Saturday, November 05, 2005

Seigle's, one of Elgin's leading corporate citizens, announced the sale of the company to a British multinational this week. Mark Seigle said that the merger wouldn't interfere with plans to donate the ground they own across from the library should the city decide to build a new concert hall there. I hope he decides to donate the ground whether a concert hall is built there or not. I think it would be best to convert that block into a large park, replacing the function of Festival Park and allowing the latter to be built out (see my post on Festival Park).

I don't think it's a good idea to put the concert hall on the Seigle's site. There's a lesson to be learned from the Civic Center, which failed to revive downtown entertainment, dining and retail business. I think the failure of the Civic Center was in placing the Hemmens all the way in the middle of the site, isolating it from the downtown's retail and dining establishments. If the concert hall is built across from the library, it will again be isolated. I think it was one of the people associated with the ESO who was quoted in the paper when the idea was first publicly floated, saying how great it would be to have this concert hall across from the Centre and the library. I agreed with him then. I thought it would be great to have this group of new civic buildings, almost like a campus; it would look nice.

But then, I asked myself, are people going to walk over from a concert to the Centre for a workout or a swim? Or to the library ? After some thought, I realized that any combination of these three buildings doesn't really make sense. I mean, it doesn't reflect any real usage pattern. People eat before or after going to a concert. They don't go work out.

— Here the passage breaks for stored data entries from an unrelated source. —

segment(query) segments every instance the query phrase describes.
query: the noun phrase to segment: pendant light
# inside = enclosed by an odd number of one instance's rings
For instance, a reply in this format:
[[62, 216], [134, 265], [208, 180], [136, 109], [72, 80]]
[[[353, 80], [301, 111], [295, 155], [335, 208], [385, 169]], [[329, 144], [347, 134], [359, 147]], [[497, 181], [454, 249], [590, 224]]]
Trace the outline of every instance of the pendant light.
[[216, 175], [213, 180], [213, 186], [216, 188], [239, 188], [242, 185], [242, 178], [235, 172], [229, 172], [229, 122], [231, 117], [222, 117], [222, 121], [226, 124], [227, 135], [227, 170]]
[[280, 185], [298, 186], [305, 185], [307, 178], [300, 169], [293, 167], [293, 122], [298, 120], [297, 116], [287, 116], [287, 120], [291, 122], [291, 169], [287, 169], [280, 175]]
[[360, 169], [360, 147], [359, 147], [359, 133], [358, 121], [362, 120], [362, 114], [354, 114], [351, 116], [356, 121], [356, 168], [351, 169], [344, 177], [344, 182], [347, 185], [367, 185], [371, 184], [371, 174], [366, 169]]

So I don't agree with that site plan anymore, but I can understand why it seems to make sense. A similar rationale created the Civic Center. But the Civic Center, while aesthetically pleasing--it won an AIA award, failed in its purpose of reviving the downtown. Let's learn from that. I would suggest a site much closer to the heart of downtown. One such site would be the parking lot occupying the northwest corner of Douglas and Highland. Yes, that's a part of the Civic Center, but with the expected demolition of the former library building--and its replacement by a condominium project, the Civic Center will have lost its integrity (this is merely the continuation of a process that started with the construction of the parking garage next to city hall). It's no longer a landmark worth preserving; it's fair game.

The disintegration of the Civic Center makes you wonder whether it may be time for a project as ambitious as the original Civic Center project. This would involve the relocation of the post office and city hall, both of them perhaps in need of expansion? Perhaps the west bank--State Street-- would be better locations for them, freeing up the ground they sit on now, making possible not just a concert hall but an art museum. It is time afterall for art in the suburbs, and what better place than Elgin? Negotations with the Art Institute or the Terra Foundation may prove surprisingly fruitful, especially if the architectural significance of the new building is assured. Architecturally-stunning concert hall and museum would do wonders for Elgin's image and economy, transforming it into Illinois's second city...and Bilbao of the midwest.